Analysis will be restricted to the intervention group of the randomised study since the focus of this sub-study is the characteristics and effectiveness of the web-based decision tool. Effects to be investigated include informational value of pages (determined by number of visits and time spent), as well as complex behavioural effects such as the amount of information consumed before coming to decisions. Variance across demographic sub-groups will be measured using appropriate statistical metrics (e.g., ANOVA, chi-squared) to determine demographic-based preferences. Data mining techniques (e.g., association-rule mining) will be applied to attempt to determine other associations between behaviour characteristics (e.g., consuming certain information leading to certain decisions and/or outcomes).

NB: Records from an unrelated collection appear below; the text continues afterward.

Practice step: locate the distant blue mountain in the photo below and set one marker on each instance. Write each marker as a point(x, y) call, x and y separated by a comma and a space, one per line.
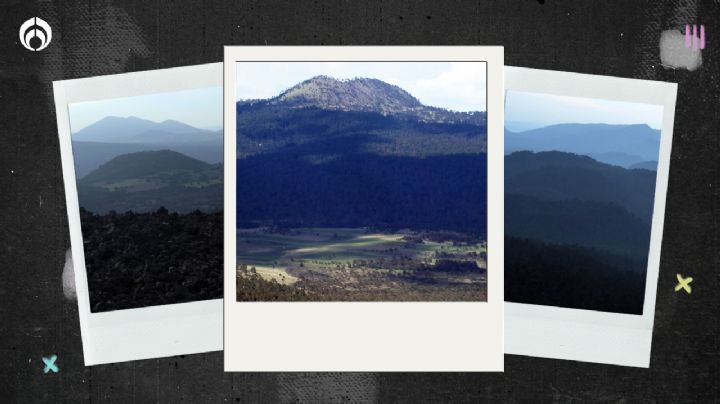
point(91, 155)
point(113, 136)
point(613, 141)
point(115, 129)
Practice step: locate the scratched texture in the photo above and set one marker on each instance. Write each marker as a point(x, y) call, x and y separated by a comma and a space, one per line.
point(618, 38)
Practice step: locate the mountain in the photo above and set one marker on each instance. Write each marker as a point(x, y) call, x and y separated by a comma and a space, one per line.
point(143, 164)
point(90, 155)
point(617, 159)
point(112, 136)
point(633, 140)
point(645, 165)
point(114, 129)
point(323, 109)
point(366, 95)
point(600, 225)
point(359, 153)
point(578, 221)
point(558, 176)
point(147, 180)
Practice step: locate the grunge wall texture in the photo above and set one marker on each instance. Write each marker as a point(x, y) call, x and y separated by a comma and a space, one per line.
point(618, 38)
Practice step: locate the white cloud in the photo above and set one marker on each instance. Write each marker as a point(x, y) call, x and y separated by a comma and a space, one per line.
point(462, 86)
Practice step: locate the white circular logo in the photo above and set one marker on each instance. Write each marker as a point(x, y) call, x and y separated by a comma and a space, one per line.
point(35, 34)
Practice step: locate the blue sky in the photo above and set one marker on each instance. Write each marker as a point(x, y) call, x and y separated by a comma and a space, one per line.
point(200, 107)
point(458, 86)
point(536, 109)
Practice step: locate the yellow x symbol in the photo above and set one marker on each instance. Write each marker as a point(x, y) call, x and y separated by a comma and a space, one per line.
point(684, 283)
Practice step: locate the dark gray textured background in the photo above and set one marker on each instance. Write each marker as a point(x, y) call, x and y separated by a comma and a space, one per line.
point(90, 38)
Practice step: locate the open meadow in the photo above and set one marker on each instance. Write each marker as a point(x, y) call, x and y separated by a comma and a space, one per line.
point(342, 264)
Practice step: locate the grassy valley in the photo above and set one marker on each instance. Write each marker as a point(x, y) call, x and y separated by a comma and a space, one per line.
point(329, 264)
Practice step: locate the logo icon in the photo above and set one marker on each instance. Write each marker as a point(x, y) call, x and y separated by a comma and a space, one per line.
point(35, 34)
point(693, 40)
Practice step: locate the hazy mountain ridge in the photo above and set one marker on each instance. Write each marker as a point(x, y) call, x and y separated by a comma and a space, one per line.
point(137, 130)
point(566, 176)
point(321, 109)
point(614, 144)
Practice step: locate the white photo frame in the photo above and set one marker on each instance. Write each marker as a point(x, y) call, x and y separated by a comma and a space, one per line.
point(586, 335)
point(139, 333)
point(353, 336)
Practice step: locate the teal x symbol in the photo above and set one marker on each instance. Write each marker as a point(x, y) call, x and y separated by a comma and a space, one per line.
point(50, 364)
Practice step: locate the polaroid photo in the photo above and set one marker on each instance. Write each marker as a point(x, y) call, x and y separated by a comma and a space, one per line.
point(142, 165)
point(586, 173)
point(363, 210)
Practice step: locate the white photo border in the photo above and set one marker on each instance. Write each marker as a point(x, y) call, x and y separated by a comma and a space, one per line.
point(140, 333)
point(368, 336)
point(587, 335)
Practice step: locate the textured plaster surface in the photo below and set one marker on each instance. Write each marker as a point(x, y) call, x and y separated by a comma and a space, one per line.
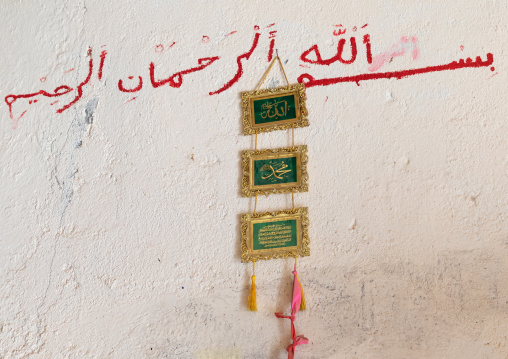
point(119, 220)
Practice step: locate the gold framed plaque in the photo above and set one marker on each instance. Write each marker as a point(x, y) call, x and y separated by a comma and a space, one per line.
point(278, 170)
point(274, 109)
point(275, 235)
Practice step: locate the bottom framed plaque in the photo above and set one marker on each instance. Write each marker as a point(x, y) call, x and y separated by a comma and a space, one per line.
point(275, 235)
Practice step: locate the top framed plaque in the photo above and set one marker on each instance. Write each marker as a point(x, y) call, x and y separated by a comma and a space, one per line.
point(274, 109)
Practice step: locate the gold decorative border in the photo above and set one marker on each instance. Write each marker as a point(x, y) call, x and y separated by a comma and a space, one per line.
point(302, 250)
point(301, 119)
point(248, 157)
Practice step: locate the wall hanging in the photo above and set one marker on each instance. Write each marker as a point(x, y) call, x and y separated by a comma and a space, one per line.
point(285, 233)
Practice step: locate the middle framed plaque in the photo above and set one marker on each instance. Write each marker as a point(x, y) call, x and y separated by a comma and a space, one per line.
point(278, 170)
point(275, 235)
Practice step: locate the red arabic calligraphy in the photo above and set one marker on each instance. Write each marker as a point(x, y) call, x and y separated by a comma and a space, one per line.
point(310, 81)
point(312, 56)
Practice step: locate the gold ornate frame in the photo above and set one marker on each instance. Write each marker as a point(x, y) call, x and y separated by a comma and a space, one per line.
point(248, 158)
point(301, 249)
point(301, 120)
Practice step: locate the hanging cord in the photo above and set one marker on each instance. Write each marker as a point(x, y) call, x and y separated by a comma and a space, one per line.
point(293, 129)
point(270, 67)
point(252, 294)
point(303, 305)
point(293, 197)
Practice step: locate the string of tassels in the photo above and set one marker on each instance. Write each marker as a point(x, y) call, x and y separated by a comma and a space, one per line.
point(303, 305)
point(252, 295)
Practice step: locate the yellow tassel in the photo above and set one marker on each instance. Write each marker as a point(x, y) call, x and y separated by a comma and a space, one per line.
point(303, 305)
point(252, 295)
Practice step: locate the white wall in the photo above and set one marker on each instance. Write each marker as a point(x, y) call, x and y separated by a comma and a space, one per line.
point(119, 220)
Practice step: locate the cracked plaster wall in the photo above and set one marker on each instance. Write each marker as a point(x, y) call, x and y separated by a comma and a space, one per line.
point(119, 221)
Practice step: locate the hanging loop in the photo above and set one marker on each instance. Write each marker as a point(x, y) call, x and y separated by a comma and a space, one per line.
point(270, 68)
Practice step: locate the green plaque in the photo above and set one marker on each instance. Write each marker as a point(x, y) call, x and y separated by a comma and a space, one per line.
point(279, 108)
point(275, 171)
point(277, 234)
point(270, 235)
point(273, 109)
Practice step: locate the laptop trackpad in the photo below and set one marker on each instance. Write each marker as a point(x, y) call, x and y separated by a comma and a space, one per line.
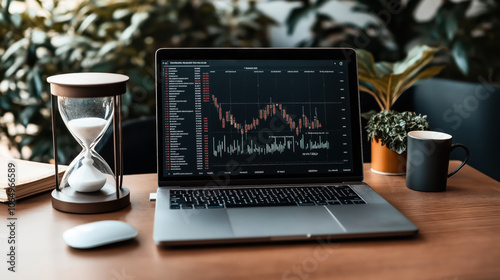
point(282, 221)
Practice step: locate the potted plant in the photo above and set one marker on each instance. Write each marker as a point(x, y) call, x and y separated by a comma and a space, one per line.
point(388, 131)
point(386, 82)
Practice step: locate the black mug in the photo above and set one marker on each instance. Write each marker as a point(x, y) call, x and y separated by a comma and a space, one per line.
point(428, 159)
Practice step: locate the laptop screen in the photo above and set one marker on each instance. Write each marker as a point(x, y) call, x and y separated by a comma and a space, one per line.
point(243, 115)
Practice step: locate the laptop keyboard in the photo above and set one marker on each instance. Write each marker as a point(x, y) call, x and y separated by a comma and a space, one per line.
point(258, 197)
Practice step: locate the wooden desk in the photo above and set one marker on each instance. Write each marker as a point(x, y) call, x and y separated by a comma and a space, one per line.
point(459, 239)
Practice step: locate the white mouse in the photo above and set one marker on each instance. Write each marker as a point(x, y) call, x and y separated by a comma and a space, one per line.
point(99, 233)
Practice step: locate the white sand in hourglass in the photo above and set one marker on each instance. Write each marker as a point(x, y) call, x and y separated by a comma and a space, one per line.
point(87, 178)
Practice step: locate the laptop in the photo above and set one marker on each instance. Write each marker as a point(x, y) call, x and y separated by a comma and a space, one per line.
point(263, 144)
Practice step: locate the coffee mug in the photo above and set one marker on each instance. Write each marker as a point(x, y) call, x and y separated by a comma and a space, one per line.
point(428, 159)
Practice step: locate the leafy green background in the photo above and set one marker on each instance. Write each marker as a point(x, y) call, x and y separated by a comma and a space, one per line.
point(101, 36)
point(121, 36)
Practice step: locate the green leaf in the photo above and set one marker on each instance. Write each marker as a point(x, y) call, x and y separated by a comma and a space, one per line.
point(295, 16)
point(459, 52)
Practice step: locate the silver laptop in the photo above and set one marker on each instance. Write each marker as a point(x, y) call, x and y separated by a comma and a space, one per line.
point(263, 145)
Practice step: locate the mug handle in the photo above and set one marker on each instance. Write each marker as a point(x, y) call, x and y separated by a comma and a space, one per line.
point(465, 160)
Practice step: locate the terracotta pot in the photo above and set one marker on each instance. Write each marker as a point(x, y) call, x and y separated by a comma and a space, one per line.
point(386, 161)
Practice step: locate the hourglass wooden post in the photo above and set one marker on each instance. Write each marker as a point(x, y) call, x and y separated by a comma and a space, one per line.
point(88, 104)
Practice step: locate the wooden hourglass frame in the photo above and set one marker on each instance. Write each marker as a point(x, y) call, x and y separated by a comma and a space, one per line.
point(87, 186)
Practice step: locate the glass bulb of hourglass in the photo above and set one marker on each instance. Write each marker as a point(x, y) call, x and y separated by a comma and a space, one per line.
point(87, 178)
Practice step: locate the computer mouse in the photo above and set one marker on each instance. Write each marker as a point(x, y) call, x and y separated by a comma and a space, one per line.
point(99, 233)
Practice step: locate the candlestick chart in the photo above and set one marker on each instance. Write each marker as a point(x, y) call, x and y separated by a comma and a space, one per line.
point(256, 122)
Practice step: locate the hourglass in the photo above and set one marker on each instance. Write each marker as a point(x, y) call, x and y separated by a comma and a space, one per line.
point(88, 103)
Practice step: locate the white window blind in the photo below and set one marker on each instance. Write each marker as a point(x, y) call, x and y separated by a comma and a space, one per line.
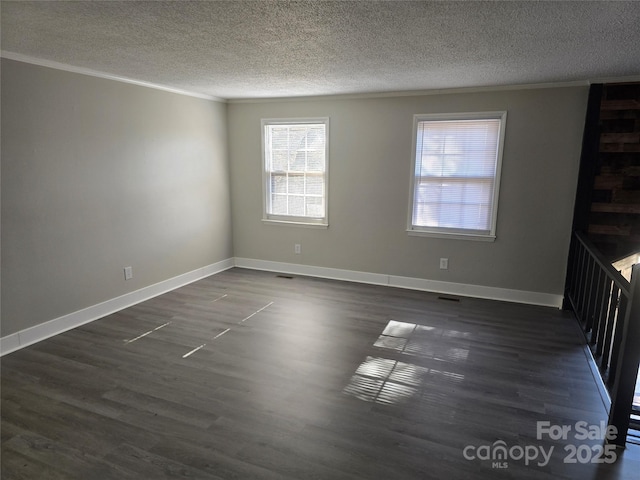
point(295, 158)
point(456, 176)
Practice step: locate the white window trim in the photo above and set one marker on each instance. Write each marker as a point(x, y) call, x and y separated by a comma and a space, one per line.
point(439, 232)
point(290, 220)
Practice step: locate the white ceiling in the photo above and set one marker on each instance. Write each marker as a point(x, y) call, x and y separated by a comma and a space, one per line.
point(260, 49)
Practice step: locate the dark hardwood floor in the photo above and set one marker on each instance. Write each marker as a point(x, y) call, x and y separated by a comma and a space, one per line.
point(249, 375)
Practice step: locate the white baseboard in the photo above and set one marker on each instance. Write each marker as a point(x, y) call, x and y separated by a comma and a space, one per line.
point(412, 283)
point(32, 335)
point(29, 336)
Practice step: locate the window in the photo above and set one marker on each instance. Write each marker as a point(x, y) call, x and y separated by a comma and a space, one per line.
point(456, 174)
point(295, 170)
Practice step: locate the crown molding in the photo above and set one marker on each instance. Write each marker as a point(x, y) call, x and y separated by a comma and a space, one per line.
point(18, 57)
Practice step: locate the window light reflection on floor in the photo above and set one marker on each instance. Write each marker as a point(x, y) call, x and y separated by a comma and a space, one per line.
point(389, 381)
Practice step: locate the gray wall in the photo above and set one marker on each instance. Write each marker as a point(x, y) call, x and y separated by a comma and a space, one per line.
point(97, 175)
point(370, 161)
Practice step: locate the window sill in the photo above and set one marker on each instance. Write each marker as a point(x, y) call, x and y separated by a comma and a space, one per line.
point(288, 223)
point(453, 236)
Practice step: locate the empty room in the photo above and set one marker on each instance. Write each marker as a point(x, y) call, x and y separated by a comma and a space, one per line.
point(320, 240)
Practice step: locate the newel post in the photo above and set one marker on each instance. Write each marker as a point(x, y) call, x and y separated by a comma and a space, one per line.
point(628, 361)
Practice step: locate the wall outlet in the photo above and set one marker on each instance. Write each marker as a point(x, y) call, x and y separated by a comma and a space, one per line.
point(128, 273)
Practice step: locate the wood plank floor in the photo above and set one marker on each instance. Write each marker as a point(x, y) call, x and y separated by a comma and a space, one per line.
point(249, 375)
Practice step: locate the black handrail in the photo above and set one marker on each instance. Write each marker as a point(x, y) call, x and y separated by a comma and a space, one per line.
point(603, 302)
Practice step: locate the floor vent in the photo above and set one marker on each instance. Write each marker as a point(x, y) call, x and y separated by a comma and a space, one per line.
point(450, 299)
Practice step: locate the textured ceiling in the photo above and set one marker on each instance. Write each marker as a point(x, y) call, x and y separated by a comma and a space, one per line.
point(258, 49)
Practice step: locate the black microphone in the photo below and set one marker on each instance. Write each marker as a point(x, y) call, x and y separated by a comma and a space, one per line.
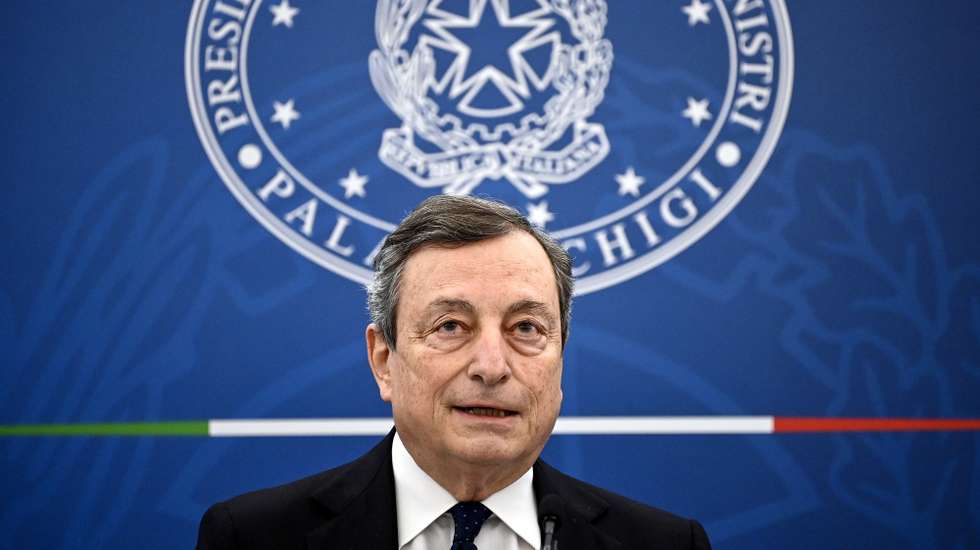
point(549, 514)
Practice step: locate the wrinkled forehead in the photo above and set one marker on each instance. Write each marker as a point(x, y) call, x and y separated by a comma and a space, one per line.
point(497, 272)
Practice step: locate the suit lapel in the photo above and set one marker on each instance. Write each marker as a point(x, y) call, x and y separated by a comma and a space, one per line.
point(360, 502)
point(582, 509)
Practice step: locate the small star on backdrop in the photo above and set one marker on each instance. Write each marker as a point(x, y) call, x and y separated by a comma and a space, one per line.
point(354, 184)
point(697, 111)
point(697, 12)
point(285, 113)
point(283, 14)
point(630, 182)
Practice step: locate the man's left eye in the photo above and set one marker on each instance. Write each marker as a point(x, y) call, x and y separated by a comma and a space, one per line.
point(527, 328)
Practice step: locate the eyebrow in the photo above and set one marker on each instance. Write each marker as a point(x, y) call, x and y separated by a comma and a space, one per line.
point(450, 304)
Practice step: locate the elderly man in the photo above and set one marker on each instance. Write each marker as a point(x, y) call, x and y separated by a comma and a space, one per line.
point(470, 308)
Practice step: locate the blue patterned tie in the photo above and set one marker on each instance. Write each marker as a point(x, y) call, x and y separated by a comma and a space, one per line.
point(469, 518)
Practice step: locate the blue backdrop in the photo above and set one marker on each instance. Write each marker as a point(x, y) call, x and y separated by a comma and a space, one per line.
point(846, 282)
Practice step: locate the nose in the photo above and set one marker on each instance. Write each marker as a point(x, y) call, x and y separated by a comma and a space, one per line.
point(489, 362)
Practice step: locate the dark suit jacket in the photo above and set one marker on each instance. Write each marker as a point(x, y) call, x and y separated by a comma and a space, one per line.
point(353, 507)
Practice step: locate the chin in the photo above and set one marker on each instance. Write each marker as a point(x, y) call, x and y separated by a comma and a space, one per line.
point(487, 450)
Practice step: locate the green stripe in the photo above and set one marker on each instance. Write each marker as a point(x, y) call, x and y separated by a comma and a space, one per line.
point(195, 428)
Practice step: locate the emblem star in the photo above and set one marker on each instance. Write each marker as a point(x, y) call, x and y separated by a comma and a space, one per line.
point(354, 184)
point(630, 182)
point(285, 113)
point(539, 215)
point(697, 12)
point(697, 111)
point(283, 14)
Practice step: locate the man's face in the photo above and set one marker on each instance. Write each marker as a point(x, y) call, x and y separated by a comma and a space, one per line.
point(477, 374)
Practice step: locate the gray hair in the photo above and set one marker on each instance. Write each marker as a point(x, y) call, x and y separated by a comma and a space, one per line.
point(449, 221)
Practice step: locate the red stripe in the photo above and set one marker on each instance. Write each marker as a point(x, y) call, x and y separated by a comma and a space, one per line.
point(797, 424)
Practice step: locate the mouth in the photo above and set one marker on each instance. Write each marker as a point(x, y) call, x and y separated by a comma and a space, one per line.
point(488, 412)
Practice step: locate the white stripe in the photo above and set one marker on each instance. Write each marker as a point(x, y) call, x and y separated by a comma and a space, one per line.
point(594, 425)
point(574, 425)
point(299, 427)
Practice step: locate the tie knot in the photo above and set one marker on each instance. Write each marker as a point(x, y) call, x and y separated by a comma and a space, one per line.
point(469, 518)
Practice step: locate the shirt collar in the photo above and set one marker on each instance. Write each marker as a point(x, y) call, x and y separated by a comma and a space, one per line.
point(419, 500)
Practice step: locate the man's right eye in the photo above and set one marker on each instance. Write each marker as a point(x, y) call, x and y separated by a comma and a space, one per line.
point(451, 327)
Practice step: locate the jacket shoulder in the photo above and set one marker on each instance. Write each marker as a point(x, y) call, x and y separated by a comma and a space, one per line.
point(274, 517)
point(282, 516)
point(633, 523)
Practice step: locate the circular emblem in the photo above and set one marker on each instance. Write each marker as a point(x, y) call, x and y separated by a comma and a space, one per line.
point(627, 130)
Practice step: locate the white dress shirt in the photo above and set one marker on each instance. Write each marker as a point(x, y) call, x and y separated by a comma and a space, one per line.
point(424, 522)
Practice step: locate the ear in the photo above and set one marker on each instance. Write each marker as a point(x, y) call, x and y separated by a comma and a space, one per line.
point(380, 357)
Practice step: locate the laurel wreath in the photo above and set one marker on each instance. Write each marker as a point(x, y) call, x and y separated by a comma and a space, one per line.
point(402, 77)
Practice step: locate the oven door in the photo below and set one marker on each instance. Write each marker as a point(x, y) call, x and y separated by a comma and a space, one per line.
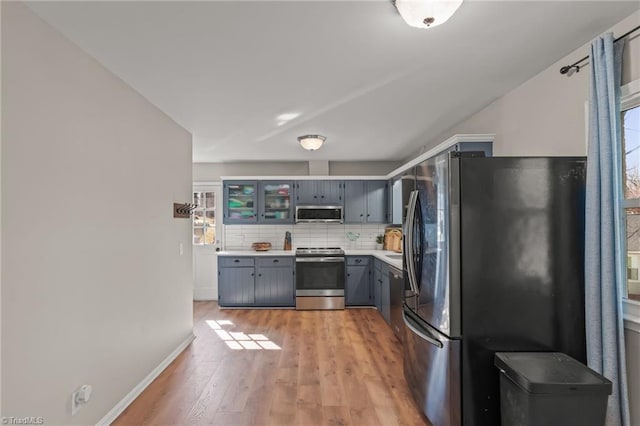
point(320, 276)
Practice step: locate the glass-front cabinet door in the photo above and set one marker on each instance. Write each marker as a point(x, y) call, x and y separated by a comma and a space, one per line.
point(276, 202)
point(240, 202)
point(204, 218)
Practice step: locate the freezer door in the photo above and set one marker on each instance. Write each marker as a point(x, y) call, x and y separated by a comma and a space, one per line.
point(438, 302)
point(432, 370)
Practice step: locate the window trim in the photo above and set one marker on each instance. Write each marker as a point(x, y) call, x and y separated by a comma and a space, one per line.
point(630, 98)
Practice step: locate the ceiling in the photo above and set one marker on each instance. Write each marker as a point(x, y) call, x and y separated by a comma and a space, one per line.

Data storage, management and future use.
All data is kept in password protected databases. Non-identifiable participant data is separated from databases linking names with participant identifiable details. Once the study is completed, this database with identifiable details will be destroyed; the remaining data will be retained indefinitely. With the exception of the Medicare data, participants who consent to this study will also be consenting to the use of their data for future unspecified research. To obtain access to the data obtained through this project, investigators will have to have their projects approved by the HREC of their host institution and by Peter Mac Cancer Centre HREC.